A CCTV cameras resolution is measured in vertical and horizontal TVL (television lines) dimensions and often limited by the capabilities of both the camera and the recorder. CCTV systems use an analog video signal which derives from television specifications. NTSC (National Television System Committee) and PAL (Phase Alternating Line) resolutions are two respected analog video standards. They are the relevant formats to network video since video encoders provide like-wise resolutions when they digitize signals from the transmissions received from analog cameras. In the NTSC world, a true classification of "D1" entails 720x480 pixels. In the digital video recorder (DVR) world you get a type of, if you will, a cropped D1; which is a pixel ratio 704x480, also referred to as 4CIF. For me to accurately describe the concept of resolution of an analog video in a simplistic manner is difficult. Let’s begin with first understanding the difference between a TVL line and a pixel. Resolution in an analog or digital picture is similar, but there are some vital differences in how it is defined. As I stated before, an analog video is an image consisting of TV-lines since analog video technology is derived from the television industry. In a digital system, an image is made up of square pixels. This picture is composed over a 480 active horizontal lines. When the picture is sent to the DVR the first field of 240 even-numbered lines is sent followed by the second field of 240 odd-numbered lines. This occurs at a rate of 60 fields (or “i’ frames) per second. The odd and even fields are offset one line apart, so when viewed in rapid succession (60 fields per second) they interfix into one another to contrive a complete picture, commonly referred to as a frame, which is made up of 2 x 240 (480) lines. This is called interlaced video.

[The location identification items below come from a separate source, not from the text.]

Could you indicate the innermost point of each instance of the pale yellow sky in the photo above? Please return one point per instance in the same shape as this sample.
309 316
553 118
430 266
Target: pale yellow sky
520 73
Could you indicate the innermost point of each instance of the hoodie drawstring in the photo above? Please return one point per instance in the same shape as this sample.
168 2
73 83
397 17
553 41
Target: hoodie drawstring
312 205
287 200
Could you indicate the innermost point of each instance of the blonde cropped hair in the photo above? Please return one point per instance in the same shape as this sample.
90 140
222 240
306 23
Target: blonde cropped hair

In the picture above, you’ll notice it has more width than height. This is called a 3x4 aspect ratio, 3 units high by 4 units wide. Horizontal resolution size is defined as the amount of vertical black and white lines you can see in 3 of the 4 units. E.G., how much detail you can measure in 75 percent (3/4) of the picture’s width. Horizontal Resolution is contributed as the number of alternating black and white vertical lines that can be resolved per a pictures height, referred to as Television Lines (TVL). When analog video is digitized, the maximum amount of pixels that can be created is based on the number of TV lines available to be digitized. The maximum size of a digitized image is typically 704x480 (D1/ 4CIF).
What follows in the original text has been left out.